Mittwoch, 20. November 2019

Kettler stellt Hunderte Mitarbeiter frei Kettcar-Produktion wird eingestellt

Kettcar stellt die Produktion ein. In der heutigen Größe sei sie in Deutschland nicht mehr profitabel.

Der Kettcar-Hersteller Kettler stellt die Fertigung ein. Noch in dieser Woche würden voraussichtlich 400 der verbliebenen rund 550 Mitarbeiter freigestellt, sagte der Rechtsanwalt Martin Lambrecht, der die Kettler-Unternehmensführung im Insolvenzverfahren berät, der Deutschen Presse-Agentur. Die übrigen Mitarbeiter würden vorläufig noch gebraucht, um die Produktion abzuwickeln. Zuvor hatten mehrere Zeitungen und der Westdeutsche Rundfunk über die geplante Schließung berichtet.

Die Beschäftigten seien am Montag auf einer Betriebsversammlung über die Schließungsentscheidung der Geschäftsführung informiert worden, sagte Lambrecht. Der Beschluss werde vom Gläubigerausschuss mitgetragen. Der Betrieb könne nicht weitergeführt reden, denn in der heutigen Größe sei die Produktion in Deutschland nicht mehr profitabel.

Ein Stück deutsches Kinder-Kulturgut: Mit dem "Kettcar" wurde die deutsche Firma Kettler in den 50er Jahren bekannt. Der Freizeitgeräte-Hersteller, der auch Fahrräder und Fitness-Geräte produziert, stellt jetzt die Produktion ein. Mindestens 15 Millionen der Kinder-Tretfahrzeuge haben sich seit Gründung verkauft.

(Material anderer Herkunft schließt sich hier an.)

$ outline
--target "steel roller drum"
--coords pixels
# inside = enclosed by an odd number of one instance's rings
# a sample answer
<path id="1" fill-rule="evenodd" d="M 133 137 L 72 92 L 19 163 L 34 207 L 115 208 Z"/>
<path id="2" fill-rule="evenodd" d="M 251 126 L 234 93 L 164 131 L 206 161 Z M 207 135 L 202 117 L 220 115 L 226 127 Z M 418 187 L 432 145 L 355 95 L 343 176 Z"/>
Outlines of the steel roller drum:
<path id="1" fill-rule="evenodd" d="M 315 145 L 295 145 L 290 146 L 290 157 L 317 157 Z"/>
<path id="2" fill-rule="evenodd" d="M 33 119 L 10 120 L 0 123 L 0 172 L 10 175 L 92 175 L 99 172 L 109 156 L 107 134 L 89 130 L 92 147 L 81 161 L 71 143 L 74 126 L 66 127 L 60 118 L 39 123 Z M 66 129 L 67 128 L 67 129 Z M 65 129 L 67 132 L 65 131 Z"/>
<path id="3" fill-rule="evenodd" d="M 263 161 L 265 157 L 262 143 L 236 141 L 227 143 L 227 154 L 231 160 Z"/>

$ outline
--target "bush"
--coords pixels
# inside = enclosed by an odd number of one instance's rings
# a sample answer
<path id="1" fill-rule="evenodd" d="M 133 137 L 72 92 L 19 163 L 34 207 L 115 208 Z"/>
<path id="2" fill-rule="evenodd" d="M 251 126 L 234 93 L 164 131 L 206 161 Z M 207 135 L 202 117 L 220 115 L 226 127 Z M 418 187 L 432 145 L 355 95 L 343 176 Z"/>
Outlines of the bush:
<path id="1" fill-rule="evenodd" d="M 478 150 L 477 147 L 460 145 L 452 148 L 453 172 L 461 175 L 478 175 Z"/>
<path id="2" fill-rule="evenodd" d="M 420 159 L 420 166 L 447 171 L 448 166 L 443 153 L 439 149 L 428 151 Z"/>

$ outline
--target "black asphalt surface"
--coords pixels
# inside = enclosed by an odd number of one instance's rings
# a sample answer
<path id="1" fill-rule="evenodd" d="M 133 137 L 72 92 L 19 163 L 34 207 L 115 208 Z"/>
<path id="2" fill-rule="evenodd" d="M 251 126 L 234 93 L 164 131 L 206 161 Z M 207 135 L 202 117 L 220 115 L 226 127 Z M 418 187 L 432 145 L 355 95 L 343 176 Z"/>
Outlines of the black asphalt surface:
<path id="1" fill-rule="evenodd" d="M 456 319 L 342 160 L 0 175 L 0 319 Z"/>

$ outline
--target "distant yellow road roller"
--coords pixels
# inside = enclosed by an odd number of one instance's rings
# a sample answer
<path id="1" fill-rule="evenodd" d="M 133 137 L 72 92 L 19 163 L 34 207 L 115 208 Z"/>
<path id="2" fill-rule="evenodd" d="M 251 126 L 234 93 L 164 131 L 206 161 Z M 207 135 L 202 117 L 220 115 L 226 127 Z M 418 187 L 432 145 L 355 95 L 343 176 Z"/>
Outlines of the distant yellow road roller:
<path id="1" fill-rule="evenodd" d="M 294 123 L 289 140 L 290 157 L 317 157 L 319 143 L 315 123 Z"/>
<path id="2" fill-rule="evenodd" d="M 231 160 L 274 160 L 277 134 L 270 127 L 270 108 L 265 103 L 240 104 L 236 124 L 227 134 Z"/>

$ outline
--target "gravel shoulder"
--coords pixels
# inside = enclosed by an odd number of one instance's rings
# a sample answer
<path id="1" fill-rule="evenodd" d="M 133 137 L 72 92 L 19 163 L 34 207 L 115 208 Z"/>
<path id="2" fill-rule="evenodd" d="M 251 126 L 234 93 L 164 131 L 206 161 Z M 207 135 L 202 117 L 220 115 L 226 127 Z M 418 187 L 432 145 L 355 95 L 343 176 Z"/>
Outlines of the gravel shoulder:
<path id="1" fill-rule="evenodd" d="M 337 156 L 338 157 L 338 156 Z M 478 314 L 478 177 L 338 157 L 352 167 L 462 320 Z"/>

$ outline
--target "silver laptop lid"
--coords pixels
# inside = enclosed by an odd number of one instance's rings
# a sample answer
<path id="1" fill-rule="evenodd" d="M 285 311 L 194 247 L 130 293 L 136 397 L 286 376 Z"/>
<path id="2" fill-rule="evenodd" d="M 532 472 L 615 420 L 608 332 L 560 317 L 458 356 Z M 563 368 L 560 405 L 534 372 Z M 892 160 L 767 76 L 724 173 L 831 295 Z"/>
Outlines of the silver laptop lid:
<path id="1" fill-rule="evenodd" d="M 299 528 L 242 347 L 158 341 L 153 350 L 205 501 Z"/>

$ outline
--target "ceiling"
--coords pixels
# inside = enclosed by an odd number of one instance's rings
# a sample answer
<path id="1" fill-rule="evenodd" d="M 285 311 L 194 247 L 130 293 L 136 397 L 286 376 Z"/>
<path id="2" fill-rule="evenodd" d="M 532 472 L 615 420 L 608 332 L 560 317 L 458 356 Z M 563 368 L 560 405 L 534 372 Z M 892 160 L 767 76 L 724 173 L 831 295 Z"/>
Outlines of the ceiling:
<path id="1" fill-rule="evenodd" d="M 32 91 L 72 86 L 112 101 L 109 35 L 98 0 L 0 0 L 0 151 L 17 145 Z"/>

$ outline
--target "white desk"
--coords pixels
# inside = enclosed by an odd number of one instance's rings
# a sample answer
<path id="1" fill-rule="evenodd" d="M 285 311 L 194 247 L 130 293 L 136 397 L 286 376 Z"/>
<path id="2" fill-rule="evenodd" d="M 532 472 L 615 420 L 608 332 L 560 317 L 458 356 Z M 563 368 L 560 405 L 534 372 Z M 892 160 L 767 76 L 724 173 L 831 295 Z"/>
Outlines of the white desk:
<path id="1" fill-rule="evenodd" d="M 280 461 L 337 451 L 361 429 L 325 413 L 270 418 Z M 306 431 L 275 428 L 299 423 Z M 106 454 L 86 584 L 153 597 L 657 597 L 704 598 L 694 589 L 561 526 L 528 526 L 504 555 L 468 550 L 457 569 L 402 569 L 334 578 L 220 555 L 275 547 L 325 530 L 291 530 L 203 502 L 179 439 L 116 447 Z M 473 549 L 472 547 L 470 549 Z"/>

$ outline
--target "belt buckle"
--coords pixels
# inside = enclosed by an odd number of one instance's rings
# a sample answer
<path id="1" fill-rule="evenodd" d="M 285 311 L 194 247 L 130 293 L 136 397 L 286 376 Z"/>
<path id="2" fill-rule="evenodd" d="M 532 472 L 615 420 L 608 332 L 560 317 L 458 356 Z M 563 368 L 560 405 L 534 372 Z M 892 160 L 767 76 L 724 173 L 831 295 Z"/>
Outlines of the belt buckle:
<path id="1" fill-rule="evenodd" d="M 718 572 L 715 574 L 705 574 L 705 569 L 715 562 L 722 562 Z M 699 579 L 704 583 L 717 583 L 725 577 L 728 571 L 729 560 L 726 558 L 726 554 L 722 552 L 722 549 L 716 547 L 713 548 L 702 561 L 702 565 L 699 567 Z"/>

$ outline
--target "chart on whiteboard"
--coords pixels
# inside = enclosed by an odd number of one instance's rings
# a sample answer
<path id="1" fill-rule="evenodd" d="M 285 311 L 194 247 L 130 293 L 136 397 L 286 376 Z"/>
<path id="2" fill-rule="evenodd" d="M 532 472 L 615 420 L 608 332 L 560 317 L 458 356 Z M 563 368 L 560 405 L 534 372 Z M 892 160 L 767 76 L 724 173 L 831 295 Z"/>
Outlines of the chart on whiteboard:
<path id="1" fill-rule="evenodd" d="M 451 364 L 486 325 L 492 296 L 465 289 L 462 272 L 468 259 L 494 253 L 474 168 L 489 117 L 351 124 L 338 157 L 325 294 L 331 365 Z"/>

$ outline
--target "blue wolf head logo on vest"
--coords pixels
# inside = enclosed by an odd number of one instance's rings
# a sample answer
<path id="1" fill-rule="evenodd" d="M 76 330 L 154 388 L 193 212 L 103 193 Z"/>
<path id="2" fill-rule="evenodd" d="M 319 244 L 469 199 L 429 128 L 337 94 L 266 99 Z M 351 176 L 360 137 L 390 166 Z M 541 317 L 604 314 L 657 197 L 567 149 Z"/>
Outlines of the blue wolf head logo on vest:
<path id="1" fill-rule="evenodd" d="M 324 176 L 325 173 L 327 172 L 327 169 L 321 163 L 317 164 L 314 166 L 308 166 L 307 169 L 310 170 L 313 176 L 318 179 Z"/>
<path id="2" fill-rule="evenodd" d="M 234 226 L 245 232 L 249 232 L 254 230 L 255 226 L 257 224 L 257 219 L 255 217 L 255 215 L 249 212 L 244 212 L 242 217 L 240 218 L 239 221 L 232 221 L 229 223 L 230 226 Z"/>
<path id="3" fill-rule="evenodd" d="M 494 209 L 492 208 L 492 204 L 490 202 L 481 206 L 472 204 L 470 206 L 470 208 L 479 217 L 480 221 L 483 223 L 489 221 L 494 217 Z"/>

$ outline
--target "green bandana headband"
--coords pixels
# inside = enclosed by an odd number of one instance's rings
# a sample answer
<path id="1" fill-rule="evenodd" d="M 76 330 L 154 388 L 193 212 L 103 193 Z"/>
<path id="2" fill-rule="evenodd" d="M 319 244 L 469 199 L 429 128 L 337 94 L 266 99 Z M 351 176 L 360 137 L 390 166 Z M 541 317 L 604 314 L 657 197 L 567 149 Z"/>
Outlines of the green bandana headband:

Der Freizeitgerätehersteller kämpfte seit geraumer Zeit ums Überleben und hatte im Juli zum dritten Mal innerhalb von gut vier Jahren einen Insolvenzantrag stellen müssen.

Schon im vergangenen Jahr hing sein Schicksal am seidenen Faden. Doch sorgte der Einstieg des Finanzinvestors Lafayette im Dezember 2018 dann zunächst noch einmal für neue Hoffnung in Ense-Parsit. Auch Lafayette gelang es aber offenbar nicht, das Ruder bei dem taumelnden Traditionsunternehmen herumzureißen.